I had to add one more that I went out to take of her after the rain. 

She is a bit of a brat to catch but will come up for some yummy oats!


----------



## PaintedHooves (Sep 29, 2008)

Oh wow, she is gorgeous! I love her color.  She has such sweet eyes.


----------



## WSArabians (Apr 14, 2008)

Sheesh, you're right, she does have a massive neck! LOL
Beautiful, though. 
Bays and Gray's... Must've been the song we listened to growing up!

Are you going to start practicing roping those cows behind her, turn her into a roping horse? 

I didn't think you mentioned that her name had to have five letters.


----------



## TwisterRush (Sep 8, 2009)

*drools* 
Gorgous New Mare


----------



## FGRanch (Feb 9, 2008)

Thanks painted hooves, she does have kind eyes! She better be kind! LOL 

LOL Steffannie, I know it's huge! The funny thing, I as singing that song today! **** 

I think I will work on riding her before I start to rope the neighbors cows!  

I didn't notice that all names ended with A and had 5 letters!


----------



## FGRanch (Feb 9, 2008)

Thanks Twister!


----------



## WSArabians (Apr 14, 2008)

A-rem-a?


----------



## WSArabians (Apr 14, 2008)

Looking back on the pictures, she totally does remind of me Kita!
If she's coming down here to be rode, you best hope she's not half as rough!!


----------



## FGRanch (Feb 9, 2008)

She does look alot like Kita, only much bigger! I really hope she isn't as rough as Kita, I'd have to sell her!


----------



## SFMoneyMarket (Sep 20, 2008)

Wow she's beautiful!
I love me some gray =P


----------



## FGRanch (Feb 9, 2008)

Thanks SFMM, I have to say I really do love the color gray. When I was younger I used to only want a horse if it was gray! LOL


----------



## Chuckface (Apr 25, 2009)

she is stunning! I love greys


----------



## Rio's Kabam (Jan 3, 2007)

She's beautiful! =]


----------



## smrobs (Jul 30, 2008)

Wow, she is quite the looker. And what big bones and feet she has, I like that. Now if only she would stay that color for the rest of her life, oh the curse of a gray horse. LOL.


----------



## Rebelappy (Dec 22, 2008)

she is soooo prettty i love greys too cograts


----------



## FGRanch (Feb 9, 2008)

Thanks everyone for the great compliments! 

LOL I know Smorbs! By the time she is 10 she will be completely white...that sucks! Hopefully she will keep her black mane..BTW her feet don't look as big now, the farrier was here to trim them yesterday! 

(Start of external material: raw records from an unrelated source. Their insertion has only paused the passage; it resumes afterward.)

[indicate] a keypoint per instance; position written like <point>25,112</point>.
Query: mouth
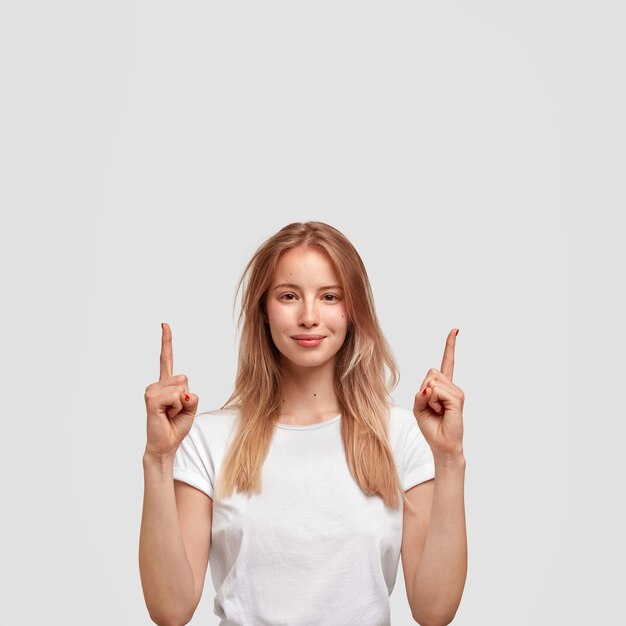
<point>308,340</point>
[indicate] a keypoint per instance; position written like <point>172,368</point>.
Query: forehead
<point>309,265</point>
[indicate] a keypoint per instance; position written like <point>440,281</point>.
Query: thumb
<point>421,400</point>
<point>190,404</point>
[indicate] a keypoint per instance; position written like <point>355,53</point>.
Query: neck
<point>308,393</point>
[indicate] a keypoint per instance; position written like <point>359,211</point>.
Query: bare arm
<point>166,574</point>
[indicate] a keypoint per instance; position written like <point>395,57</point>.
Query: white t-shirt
<point>311,549</point>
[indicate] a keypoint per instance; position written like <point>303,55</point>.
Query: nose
<point>308,314</point>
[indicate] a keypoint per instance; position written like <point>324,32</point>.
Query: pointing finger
<point>167,356</point>
<point>447,363</point>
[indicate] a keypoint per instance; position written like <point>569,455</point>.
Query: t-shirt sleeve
<point>419,463</point>
<point>193,463</point>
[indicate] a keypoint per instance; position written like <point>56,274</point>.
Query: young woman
<point>294,489</point>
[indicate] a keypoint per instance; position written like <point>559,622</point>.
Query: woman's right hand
<point>171,408</point>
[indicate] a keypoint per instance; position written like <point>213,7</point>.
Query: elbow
<point>161,620</point>
<point>430,621</point>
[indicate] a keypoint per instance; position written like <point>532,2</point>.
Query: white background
<point>473,152</point>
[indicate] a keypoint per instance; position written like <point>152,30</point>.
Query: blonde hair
<point>362,391</point>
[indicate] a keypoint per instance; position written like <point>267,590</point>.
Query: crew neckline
<point>332,420</point>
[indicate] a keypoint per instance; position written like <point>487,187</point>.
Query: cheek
<point>278,316</point>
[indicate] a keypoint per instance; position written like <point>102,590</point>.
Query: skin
<point>308,389</point>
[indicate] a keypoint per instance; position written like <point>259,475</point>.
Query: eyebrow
<point>294,286</point>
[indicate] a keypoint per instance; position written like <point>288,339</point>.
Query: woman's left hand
<point>438,407</point>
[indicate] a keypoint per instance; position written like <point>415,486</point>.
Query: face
<point>304,298</point>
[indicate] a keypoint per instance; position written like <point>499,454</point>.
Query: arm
<point>166,575</point>
<point>439,578</point>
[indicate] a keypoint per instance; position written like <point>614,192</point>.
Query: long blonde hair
<point>362,391</point>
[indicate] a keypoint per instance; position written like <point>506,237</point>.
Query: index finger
<point>167,356</point>
<point>447,363</point>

*Thanks to everyone who voted! The votes are in and her name is Vesta! *


----------



## smrobs (Jul 30, 2008)

Ugh, I know. LOL. I never have liked gray horses just because of that, I like a horse that picks a color and sticks with it. I just kinda stumbled onto Dobe (we were told he was a buckskin???) and I will never own another if I can help it. It is not so much the color as the melanoma issue that I can't cope with.


----------



## reining girl (Jan 30, 2009)

Gorgeous girl, what are you gonna do with her? How old, how tall, what kind of breeding?


----------



## FGRanch (Feb 9, 2008)

RJ she is a 4 yr old, she is hostiener/Perch cross, stands 16hh and will be using her for trail riding!


----------



## smrobs (Jul 30, 2008)

Aha^^, That explains the build.  At first glance, I thought she was just a really nicely built QH. LOL.


----------



## reining girl (Jan 30, 2009)

lol i thouhgt she was a QH to ! Fooled me. WIll definantly be a nice stout trail horse!


----------



## briget83 (Sep 16, 2009)

OMG so jealous shes beautiful, i'm a sucker for grays and big eyes!


----------